3.4 An Optimization Module for the Final Action Recommendations

Let the set of resources be R and the set of recommended actions be A. We denote the utilization of each action \(a\in A\) from each resource \(r\in R\) by \(u_{ar}\), and the capacity of resource \(r\in R\) by \(c_r\). We also denote the priority/weight of action \(a\in A\) by \(w_a\). Lastly, our only set of variables here are the ones related with whether we will choose action \(a\in A\) to be executed or not. We let \(X_a\) be such variables, where \(X_a\) is 1 if action \(a\in A\) is chosen, and 0 otherwise. Now, we formulate our mathematical optimization model as follows:

$$\begin{aligned}&\text {max} ~~ ~~ \sum \limits _{a \in A} w_a.X_a \end{aligned}$$
(1)
$$\begin{aligned}&\text {s.t.} ~~ ~~ \sum \limits _{a \in A} u_{ar}.X_r\le c_r,~~ \forall r \in R \end{aligned}$$
(2)
$$\begin{aligned}&\qquad \quad X_r \in \{ 0,1\} \end{aligned}$$
(3)

Where objective function 1 maximizes the sum of the weights of the actions that are to be chosen. Note that such weight is the score of the action, in case the output of the priority learning step is the weight, and it is the reciprocal of the priority/bin case the given priority is the corresponding bin. Constraint 2 ensures that the total utilization of all chosen actions from each resource is less than or equal to the total capacity of that resource. Lastly, constraint 3 ensures that each of our variables is either zero or one.

Model (1–3) is an integer programming model, which might not be easy to solve. However, we note that its structure is a multidimensional knapsack problem, which is well studied in the operations research literature. We refer the reader to the review article in [16] for efficient ways of solving such model.

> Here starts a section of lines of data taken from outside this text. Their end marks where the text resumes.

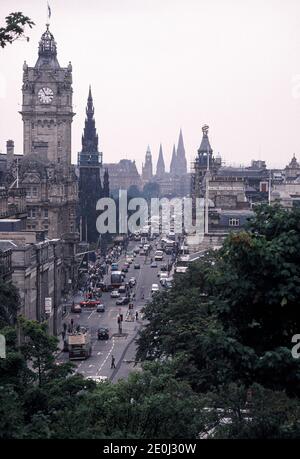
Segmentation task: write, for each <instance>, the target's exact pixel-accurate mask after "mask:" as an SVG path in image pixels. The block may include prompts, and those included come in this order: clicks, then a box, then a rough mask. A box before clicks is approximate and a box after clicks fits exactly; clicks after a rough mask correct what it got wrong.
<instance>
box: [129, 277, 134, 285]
mask: <svg viewBox="0 0 300 459" xmlns="http://www.w3.org/2000/svg"><path fill="white" fill-rule="evenodd" d="M135 284H136V279H135V277H131V278H130V279H129V285H130V287H134V286H135Z"/></svg>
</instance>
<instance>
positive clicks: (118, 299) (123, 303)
mask: <svg viewBox="0 0 300 459" xmlns="http://www.w3.org/2000/svg"><path fill="white" fill-rule="evenodd" d="M129 301H130V299H129V298H128V297H127V296H122V297H121V298H119V299H118V300H117V301H116V305H117V306H121V305H122V304H128V303H129Z"/></svg>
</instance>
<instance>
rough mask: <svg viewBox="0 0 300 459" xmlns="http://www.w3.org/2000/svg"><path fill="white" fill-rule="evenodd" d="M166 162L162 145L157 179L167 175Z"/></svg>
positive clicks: (156, 173) (156, 167)
mask: <svg viewBox="0 0 300 459" xmlns="http://www.w3.org/2000/svg"><path fill="white" fill-rule="evenodd" d="M165 172H166V170H165V161H164V156H163V151H162V145H161V144H160V147H159V154H158V160H157V165H156V176H157V178H162V177H163V176H164V174H165Z"/></svg>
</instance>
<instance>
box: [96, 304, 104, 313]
mask: <svg viewBox="0 0 300 459" xmlns="http://www.w3.org/2000/svg"><path fill="white" fill-rule="evenodd" d="M96 311H97V312H105V306H104V304H102V303H101V304H98V306H97V308H96Z"/></svg>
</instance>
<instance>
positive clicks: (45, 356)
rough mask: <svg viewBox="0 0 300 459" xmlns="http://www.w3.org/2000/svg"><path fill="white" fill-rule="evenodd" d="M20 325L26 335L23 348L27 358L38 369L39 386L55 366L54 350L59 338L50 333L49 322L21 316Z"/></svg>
mask: <svg viewBox="0 0 300 459" xmlns="http://www.w3.org/2000/svg"><path fill="white" fill-rule="evenodd" d="M20 326H21V330H22V333H23V335H24V337H25V340H24V343H23V344H22V347H21V350H22V353H23V355H24V357H25V359H26V361H30V362H31V363H32V368H33V370H36V371H37V378H38V384H39V386H42V385H43V384H44V383H45V382H46V381H47V374H48V372H50V371H51V370H52V369H53V367H54V362H55V357H54V352H55V351H56V350H57V343H58V340H57V338H56V337H55V336H50V335H49V334H48V329H47V324H46V323H38V322H36V321H33V320H27V319H25V318H20Z"/></svg>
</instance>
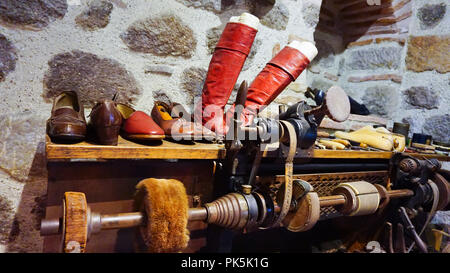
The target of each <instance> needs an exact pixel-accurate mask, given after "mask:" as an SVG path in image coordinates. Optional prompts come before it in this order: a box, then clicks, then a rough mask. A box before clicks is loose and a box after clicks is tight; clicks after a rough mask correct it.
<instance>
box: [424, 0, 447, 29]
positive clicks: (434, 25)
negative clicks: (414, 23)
mask: <svg viewBox="0 0 450 273" xmlns="http://www.w3.org/2000/svg"><path fill="white" fill-rule="evenodd" d="M446 9H447V6H446V5H445V3H440V4H436V5H430V4H426V5H425V6H423V7H421V8H420V9H419V10H418V12H417V17H418V18H419V20H420V22H421V28H422V29H427V28H432V27H434V26H436V25H437V24H439V22H440V21H441V20H442V19H443V18H444V15H445V11H446Z"/></svg>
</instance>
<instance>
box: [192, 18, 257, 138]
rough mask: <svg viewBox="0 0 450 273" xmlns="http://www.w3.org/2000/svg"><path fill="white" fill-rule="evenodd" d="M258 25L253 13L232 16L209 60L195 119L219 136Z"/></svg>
mask: <svg viewBox="0 0 450 273" xmlns="http://www.w3.org/2000/svg"><path fill="white" fill-rule="evenodd" d="M258 25H259V19H258V18H257V17H255V16H253V15H251V14H249V13H243V14H241V16H239V17H237V16H236V17H231V19H230V21H229V22H228V24H227V25H226V26H225V29H224V31H223V32H222V35H221V37H220V39H219V41H218V43H217V45H216V48H215V51H214V54H213V56H212V59H211V61H210V63H209V68H208V73H207V76H206V80H205V84H204V86H203V91H202V100H201V102H200V103H198V104H197V106H196V109H195V114H194V119H195V121H197V122H201V123H202V124H203V125H204V126H205V127H206V128H208V129H210V130H212V131H215V132H216V133H217V134H218V135H223V126H224V124H223V115H224V112H223V111H224V107H225V105H226V103H227V101H228V98H229V97H230V95H231V92H232V90H233V87H234V85H235V83H236V81H237V78H238V76H239V73H240V72H241V70H242V66H243V65H244V62H245V60H246V58H247V56H248V54H249V53H250V49H251V46H252V44H253V41H254V39H255V36H256V33H257V31H258V30H257V28H258Z"/></svg>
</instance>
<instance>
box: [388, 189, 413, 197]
mask: <svg viewBox="0 0 450 273" xmlns="http://www.w3.org/2000/svg"><path fill="white" fill-rule="evenodd" d="M387 193H388V195H389V197H390V198H402V197H409V196H413V195H414V192H413V191H412V190H406V189H405V190H391V191H387Z"/></svg>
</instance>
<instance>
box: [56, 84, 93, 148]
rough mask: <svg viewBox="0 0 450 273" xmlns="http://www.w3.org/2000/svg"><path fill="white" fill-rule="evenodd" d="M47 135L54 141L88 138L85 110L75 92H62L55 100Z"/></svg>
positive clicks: (58, 95)
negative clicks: (83, 107)
mask: <svg viewBox="0 0 450 273" xmlns="http://www.w3.org/2000/svg"><path fill="white" fill-rule="evenodd" d="M47 134H48V135H49V136H50V137H51V138H54V139H59V140H69V141H71V140H73V141H78V140H82V139H84V138H85V137H86V119H85V117H84V108H83V105H81V103H80V100H79V98H78V95H77V93H76V92H74V91H69V92H62V93H61V94H59V95H58V96H56V97H55V98H54V100H53V107H52V113H51V116H50V118H49V119H48V120H47Z"/></svg>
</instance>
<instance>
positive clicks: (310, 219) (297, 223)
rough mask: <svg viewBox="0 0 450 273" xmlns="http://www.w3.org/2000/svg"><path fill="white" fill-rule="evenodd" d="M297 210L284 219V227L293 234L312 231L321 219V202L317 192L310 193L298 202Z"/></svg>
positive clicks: (312, 192)
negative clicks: (295, 232)
mask: <svg viewBox="0 0 450 273" xmlns="http://www.w3.org/2000/svg"><path fill="white" fill-rule="evenodd" d="M296 207H297V210H296V211H295V213H289V214H288V215H287V216H286V217H285V218H284V219H283V225H284V226H285V227H286V228H287V229H288V230H289V231H292V232H301V231H307V230H310V229H311V228H312V227H313V226H314V225H315V224H316V223H317V221H318V220H319V218H320V200H319V196H318V195H317V193H316V192H308V193H307V194H305V195H304V196H303V197H302V198H300V199H299V200H297V206H296Z"/></svg>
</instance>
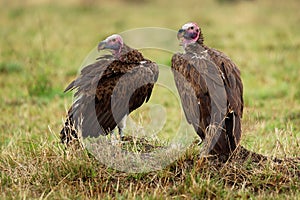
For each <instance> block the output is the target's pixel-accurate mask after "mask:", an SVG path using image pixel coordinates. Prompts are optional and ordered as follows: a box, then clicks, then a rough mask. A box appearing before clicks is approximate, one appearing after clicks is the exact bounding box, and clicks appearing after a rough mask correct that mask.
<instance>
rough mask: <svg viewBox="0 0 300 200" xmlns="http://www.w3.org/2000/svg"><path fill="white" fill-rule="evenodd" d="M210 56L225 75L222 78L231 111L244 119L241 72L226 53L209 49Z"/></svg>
mask: <svg viewBox="0 0 300 200" xmlns="http://www.w3.org/2000/svg"><path fill="white" fill-rule="evenodd" d="M208 54H209V55H210V57H211V59H212V61H213V62H214V63H215V64H216V65H217V66H218V67H219V68H220V70H221V71H222V73H223V75H222V76H223V78H224V85H225V89H226V93H227V97H228V103H229V107H230V109H231V110H233V111H234V112H235V113H236V114H237V115H238V116H239V117H240V118H242V115H243V107H244V101H243V83H242V80H241V77H240V70H239V69H238V67H237V66H236V65H235V64H234V63H233V62H232V61H231V59H230V58H229V57H227V56H226V55H225V54H224V53H222V52H220V51H218V50H216V49H208Z"/></svg>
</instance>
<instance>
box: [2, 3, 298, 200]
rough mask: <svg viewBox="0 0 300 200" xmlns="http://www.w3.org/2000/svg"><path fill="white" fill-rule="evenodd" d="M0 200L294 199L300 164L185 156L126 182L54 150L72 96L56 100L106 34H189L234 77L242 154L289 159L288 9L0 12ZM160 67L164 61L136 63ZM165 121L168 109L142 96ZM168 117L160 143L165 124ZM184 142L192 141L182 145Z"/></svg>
mask: <svg viewBox="0 0 300 200" xmlns="http://www.w3.org/2000/svg"><path fill="white" fill-rule="evenodd" d="M0 5H1V6H0V35H1V37H0V88H1V92H0V96H1V101H0V108H1V109H0V110H1V119H0V148H1V154H0V173H1V175H0V185H1V187H0V199H12V198H14V199H21V198H22V199H27V198H28V199H32V198H37V199H38V198H40V199H47V198H48V199H89V198H94V199H105V198H106V199H111V198H117V199H128V198H130V199H134V198H136V199H165V198H166V199H171V198H175V199H191V198H193V199H197V198H199V199H201V198H208V199H212V198H217V199H232V198H242V199H247V198H253V199H256V198H257V199H270V198H274V199H283V198H284V199H299V198H300V191H299V188H300V181H299V176H300V175H299V171H300V169H299V168H300V164H299V162H298V163H295V164H292V163H293V162H287V163H281V164H278V163H277V164H276V163H273V162H271V161H265V162H263V163H261V162H256V161H255V160H251V159H250V160H249V159H248V160H246V161H245V162H239V161H238V160H239V159H236V160H234V159H233V160H232V161H229V162H228V163H226V164H225V165H222V166H220V163H217V162H216V161H214V160H209V159H198V156H197V152H198V151H197V148H198V147H197V146H193V145H192V146H191V148H189V149H188V150H187V152H186V153H185V154H184V155H183V156H182V157H181V158H180V159H178V160H177V161H175V162H174V163H172V164H170V165H168V166H167V167H166V168H165V169H163V170H160V171H156V172H149V173H137V174H133V173H131V174H128V173H124V172H118V171H116V170H114V169H111V168H108V167H106V166H103V165H101V164H100V163H99V162H98V161H97V160H95V159H93V157H90V156H89V154H88V153H87V152H86V151H83V150H74V151H72V150H65V148H64V147H63V146H62V145H61V144H60V143H59V131H60V129H61V127H62V124H63V121H62V120H63V118H64V116H65V113H66V109H67V108H68V107H69V106H70V105H71V101H72V94H71V93H70V94H64V93H63V90H64V88H65V87H66V86H67V84H68V83H69V82H70V81H71V80H73V79H74V78H75V77H76V75H77V72H78V70H79V68H80V66H81V63H82V61H83V60H84V58H85V56H86V55H87V54H88V53H89V52H90V50H91V49H93V48H94V47H95V46H96V45H97V43H98V42H99V41H100V40H102V39H104V38H105V37H106V36H108V35H110V34H112V33H119V32H123V31H126V30H129V29H133V28H142V27H163V28H169V29H173V30H177V29H178V28H179V27H181V25H182V24H184V23H186V22H188V21H195V22H197V23H198V24H199V25H200V26H201V27H202V31H203V33H204V36H205V41H206V42H205V43H206V44H207V45H209V46H211V47H214V48H217V49H219V50H221V51H223V52H225V53H226V54H227V55H229V56H230V57H231V58H232V59H233V60H234V62H235V63H236V64H237V65H238V66H239V67H240V70H241V73H242V80H243V83H244V99H245V112H244V116H243V138H242V145H243V146H244V147H246V148H247V149H249V150H252V151H255V152H258V153H262V154H264V155H267V156H270V157H278V158H287V157H290V158H296V157H299V156H300V154H299V147H300V89H299V86H300V78H299V75H300V67H299V64H300V56H299V55H300V27H299V24H300V13H299V8H300V3H299V1H298V0H287V1H281V0H272V1H271V0H262V1H258V0H257V1H235V2H234V3H228V2H225V1H217V0H215V1H210V0H202V1H201V3H200V1H196V0H191V1H177V0H176V1H164V0H162V1H161V0H151V1H150V0H142V1H137V0H127V1H125V0H124V1H121V0H111V1H100V2H96V1H92V0H91V1H89V0H87V1H84V0H82V1H79V0H78V1H75V0H74V1H72V0H67V1H63V2H62V1H46V0H45V1H37V0H36V1H35V0H29V1H22V2H19V1H1V2H0ZM143 53H145V55H147V56H148V57H150V58H151V59H153V60H154V61H156V62H157V63H160V64H163V65H169V64H170V57H171V55H170V54H165V53H162V54H159V53H153V52H151V51H144V52H143ZM151 100H152V101H154V102H155V101H162V100H163V101H164V105H165V108H166V109H172V107H174V105H177V104H176V102H174V101H172V98H171V97H170V98H169V97H168V96H164V97H162V96H161V95H156V96H155V95H153V96H152V99H151ZM167 112H170V113H171V114H172V116H174V117H173V118H172V119H168V120H170V121H167V122H169V123H167V124H168V125H167V126H168V127H167V128H166V129H164V131H165V133H166V134H170V133H172V131H173V129H172V125H173V122H174V123H175V124H176V121H177V118H176V117H175V116H177V115H176V113H172V111H169V110H167ZM191 134H194V133H191Z"/></svg>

4 Conclusions and Directions for Future Work

In this paper, we proposed a cognitive system for action recommendation action recommendation for policy-based data management in IoT systems. That is, whenever an event-condition happens in an IoT system, we showed how our system can be used to recommend the optimal set of actions to execute, given the resource constraints of the system, and with minimum human intervention.

There are several directions for future work. First, an implementation of our system with a real-world IoT use case would show the effectiveness of our approach. Second, investigation of different machine learning algorithms in the recommendation and priority determination steps would be helpful in determining which ones are most appropriate for our proposed system. Lastly, one direction for future research to our work is incorporating uncertainty in the observed events and conditions, and designing a system that would recommend actions before such certainty is realized.